Simulation Examples - panoseti/PANOSETI-High-Energy-Analysis-Pipeline GitHub Wiki

Running the pipeline

Here we will walk through some simple examples of the full simulation/analysis pipeline for a small PANOSETI array. First we will start with the simple case of running a single instance of CORSIKA locally on your machine. Given PANOSETI's high energy threshold (~10s of TeV), high performance computing is a necessity to build up a sufficient data set. See more efficient ways of running CORSIKA on mulitple cores here or submitting jobs to a cluster here).

Steering File

If CORSIKA has already been installed and compiled, you just need to provide it a steering file to start running it. An example can be found in simulation-tools/example/example.inp. It should look something like this:

RUNNR 1
EVTNR 1
NSHOW 10
PRMPAR 1
ERANGE 3E4 1E5
ESLOPE 0
THETAP 0. 30.
PHIP 0. 360.
SEED 805 0 0
SEED 3234 0 0
SEED 305 0 0
SEED 2220 0 0
ATMOD 1
MAGNET 25.2 40.88
ARRANG 12.77
ELMFLG F T
RADNKG 200.E2
FIXCHI 0.
HADFLG 0 0 0 0 0 2
QGSJET T 0
QGSSIG T
HILOW 100.
ECUTS 0.30 0.05 0.02 0.02
MUADDI F
MUMULT T
LONGI T 20. F F
MAXPRT 50
PAROUT F F
ECTMAP 1.E6
DEBUG F 6 F 1000000
DIRECT ./
USER user
HOST host
ATMOSPHERE 61 T
TELFIL ./example.telescope
OBSLEV 1239.E2
CSCAT 1 100.E2 100.E2
CERFIL 0
CERSIZ 5.
CWAVLG 200. 700.
TELESCOPE 53.59E2 73.52E2 1E2 0.25E2
TELESCOPE 53.59E2 -80.48E2 1E2 0.25E2
TELESCOPE -107.18E2 6.95E2 1E2 0.25E2
EXIT

Descriptions of all these parameters can be found in the CORSIKA userguide.
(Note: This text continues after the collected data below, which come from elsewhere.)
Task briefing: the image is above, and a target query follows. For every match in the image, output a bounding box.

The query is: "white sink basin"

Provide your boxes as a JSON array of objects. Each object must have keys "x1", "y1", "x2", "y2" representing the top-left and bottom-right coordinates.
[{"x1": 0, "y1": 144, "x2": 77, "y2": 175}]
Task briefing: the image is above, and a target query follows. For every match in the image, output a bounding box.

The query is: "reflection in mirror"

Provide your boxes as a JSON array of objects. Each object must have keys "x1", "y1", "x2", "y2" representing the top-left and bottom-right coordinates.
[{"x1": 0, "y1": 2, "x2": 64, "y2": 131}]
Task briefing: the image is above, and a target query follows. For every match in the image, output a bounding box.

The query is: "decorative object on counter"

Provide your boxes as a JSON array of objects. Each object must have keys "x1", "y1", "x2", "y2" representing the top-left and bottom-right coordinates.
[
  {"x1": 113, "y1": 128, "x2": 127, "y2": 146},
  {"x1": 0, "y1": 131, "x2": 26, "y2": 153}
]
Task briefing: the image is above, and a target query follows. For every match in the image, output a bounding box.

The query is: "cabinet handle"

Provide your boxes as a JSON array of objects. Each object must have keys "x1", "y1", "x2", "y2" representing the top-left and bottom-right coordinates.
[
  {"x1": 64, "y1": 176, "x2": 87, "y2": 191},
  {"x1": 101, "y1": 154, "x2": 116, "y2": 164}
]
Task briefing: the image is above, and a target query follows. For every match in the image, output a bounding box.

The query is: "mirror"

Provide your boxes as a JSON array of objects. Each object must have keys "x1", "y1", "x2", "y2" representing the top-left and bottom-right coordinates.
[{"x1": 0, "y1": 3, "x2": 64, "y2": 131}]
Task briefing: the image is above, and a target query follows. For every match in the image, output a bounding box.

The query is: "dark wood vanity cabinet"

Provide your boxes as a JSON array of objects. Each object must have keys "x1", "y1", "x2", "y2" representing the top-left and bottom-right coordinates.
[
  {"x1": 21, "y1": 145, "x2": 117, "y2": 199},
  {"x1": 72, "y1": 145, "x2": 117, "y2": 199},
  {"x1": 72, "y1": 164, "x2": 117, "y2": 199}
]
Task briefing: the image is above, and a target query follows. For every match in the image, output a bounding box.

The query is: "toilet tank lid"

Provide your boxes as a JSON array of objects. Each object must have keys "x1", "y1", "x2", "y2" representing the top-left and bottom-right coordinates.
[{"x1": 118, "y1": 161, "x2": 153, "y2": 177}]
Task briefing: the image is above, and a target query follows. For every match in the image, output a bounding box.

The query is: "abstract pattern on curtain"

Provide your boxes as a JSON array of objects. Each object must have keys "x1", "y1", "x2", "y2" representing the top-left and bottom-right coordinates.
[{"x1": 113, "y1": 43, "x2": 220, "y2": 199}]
For now, you might want to change the USER and HOST fields to refer to yourself and your machine. For example,

USER nkorzoun
HOST gamma22

Other options you may want to change according to personal preference are TELFIL and DIRECT which, respectively, tells CORSIKA what you would like to name your data file and where the data output should be directed to. For now I will assume that those two are unchanged from above.

Be mindful that NSHOW,ERANGE,CSCAT,and CERSIZE are the parameters that are going to most strongly affect how long it takes to run a simulation. It is recommended to keep CERSIZE, the photon bunch size, low (between 5 and 10).

This example will use the triangle configuration at Lick Observatory:

OBSLEV 1239.E2
TELESCOPE 53.59E2 73.52E2 1E2 0.25E2
TELESCOPE 53.59E2 -80.48E2 1E2 0.25E2
TELESCOPE -107.18E2 6.95E2 1E2 0.25E2

For the sake of simplicity, here the telescopes are all placed at the same elevation: 1 meter above the observation level, 1239m a.s.l. Be mindful that Cherenkov photons that are generated below OBSLEV are deleted and the data is only kept for telescopes at the lowest observation level. So don't make telescopes with a negative z-coordinate, and never include more than one instance of OBSLEV.

The atmospheric model being used, ATMOSPHERE 61 T, is the VERITAS winter atmosphere, available here. Place this in the CORSIKA run directory, i.e. /path/to/corsika/install/run

Executing CORSIKA

If you put the example steering file, example.inp, in the CORSIKA run directory, then you can execute CORSIKA with just

./corsika77410Linux_QGSII_urqmd <example.inp

or to send stdout to a logfile,

./corsika77410Linux_QGSII_urqmd <example.inp > logfile.log

On my machine this takes ~90 minutes to complete. Your CORSIKA command will look different if you have installed a different version or are using different hadronic interaction models. When it finishes, CORISKA will create example.telescope in the same directory. This file has the Cherenkov photon information that is fed into corsikaIOreader.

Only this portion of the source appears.